Sedangkan dua orang teman kerja korban lainnya, yakni Ilham dan Irawan berada di ekskavator untuk beristirahat. Salah satu teman kerja korban yang berada di ekskavator melihat seekor harimau berjalan mendekati arah korban, yang saat itu sedang berdiri dan rekan kerja korban yang berada di atas ekskavator langsung berteriak ke arah korban memberi peringatan kepada korban tentang keberadaan harimau yang mendekat
Mendengar teriakan tersebut teman kerja korban langsung berlari ke arah ekskavator, sedangkan korban Firdaus berlari ke arah semak belukar hutan dan teman kerja korban melihat harimau tersebut bergerak mengejar korban yang sedang berlari ke arah hutan.
Para saksi yang menyelamatkan diri ke ekskavator itu hanya mendengar satu kali teriakan dari korban dan selanjutnya tidak mendengarkan lagi suara korban di dalam hutan.
Potensi Konflik Tinggi
Terpisah, Wakil Direktur Komunitas Konservasi Indonesia Warsi (KKI-Warsi), Adi Junedi mengatakan, keberadaan harimau sumatera di lokasi hutan bekas HPH PT Putra Duta Indah Wood (PDIW), bukanlah hal yang mengherankan. Lantaran lahan itu adalah daerah pelintasan harimau dan termasuk bagian dalam kawasan konsentrasi habitat harimau yang berada di areal Taman Nasional Berbak Sembilang.
Areal Taman Nasional Berbak Sembilang, secara lanskap, menyatu dengan Kawasan Hutan Produksi yang dibebani izin kepada PT Putra Duta Indah Wood dan PT Pesona Belantara. Selain itu, ke arah selatan, menyambung dengan Kawasan Hutan Produksi yang sudah menjadi hutan tanaman Sinar Mas Forestry.

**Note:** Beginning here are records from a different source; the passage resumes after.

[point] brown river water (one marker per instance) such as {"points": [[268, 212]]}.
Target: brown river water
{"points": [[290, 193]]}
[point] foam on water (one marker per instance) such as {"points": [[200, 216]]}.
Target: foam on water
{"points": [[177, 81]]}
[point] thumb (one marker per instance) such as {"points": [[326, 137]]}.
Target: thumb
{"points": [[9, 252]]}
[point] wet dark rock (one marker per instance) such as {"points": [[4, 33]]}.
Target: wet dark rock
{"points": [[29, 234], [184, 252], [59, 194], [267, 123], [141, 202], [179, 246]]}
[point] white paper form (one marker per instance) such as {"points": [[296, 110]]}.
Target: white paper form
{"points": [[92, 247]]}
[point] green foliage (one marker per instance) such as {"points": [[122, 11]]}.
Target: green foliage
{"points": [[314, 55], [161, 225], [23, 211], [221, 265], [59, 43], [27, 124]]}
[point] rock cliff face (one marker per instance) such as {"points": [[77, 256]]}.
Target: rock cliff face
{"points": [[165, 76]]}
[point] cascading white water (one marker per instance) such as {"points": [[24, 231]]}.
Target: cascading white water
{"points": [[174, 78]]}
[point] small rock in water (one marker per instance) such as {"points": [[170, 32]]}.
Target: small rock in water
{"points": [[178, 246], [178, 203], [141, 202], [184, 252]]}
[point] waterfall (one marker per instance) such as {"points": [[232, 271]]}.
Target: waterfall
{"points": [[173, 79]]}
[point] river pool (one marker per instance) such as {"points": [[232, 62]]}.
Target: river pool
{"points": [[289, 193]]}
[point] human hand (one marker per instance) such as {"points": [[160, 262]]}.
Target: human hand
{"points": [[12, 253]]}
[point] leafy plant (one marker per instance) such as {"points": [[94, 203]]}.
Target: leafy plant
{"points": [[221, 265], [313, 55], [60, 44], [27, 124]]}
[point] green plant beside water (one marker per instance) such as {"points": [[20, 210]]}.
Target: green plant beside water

“Jatuhnya korban jiwa di daerah ini, mengingatkan kita pada peristiwa tahun 2009 silam, dimana seekor harimau yang belakangan berhasil ditangkap dan diberi nama Salma juga memakan korban jiwa yang cukup banyak, 9 jiwa dimana kejadian waktu itu, yang dimangsa adalah pelaku pengambilan kayu di dalam hutan,” kata Adi Junaedi, dikutip dari Antara.
Adi mengatakan, dilihat dari riwayat kejadian, sejak dulu hingga sekarang harimau selalu memangsa pekerja penggarap lahan. Hal ini menurutnya memprihatinkan, mengingat ada kegiatan di dalam Kawasan Hutan yang statusnya HPH non aktif.
“Kawasan TN Berbak Sembilang dan hutan-hutan yang tersambung dalam lanskap itu, harusnya dipertahankan sebagai kawasan hutan dan hal ini sangat penting untuk mencegah konflik antara manusia dan satwa,” kata Adi Junedi.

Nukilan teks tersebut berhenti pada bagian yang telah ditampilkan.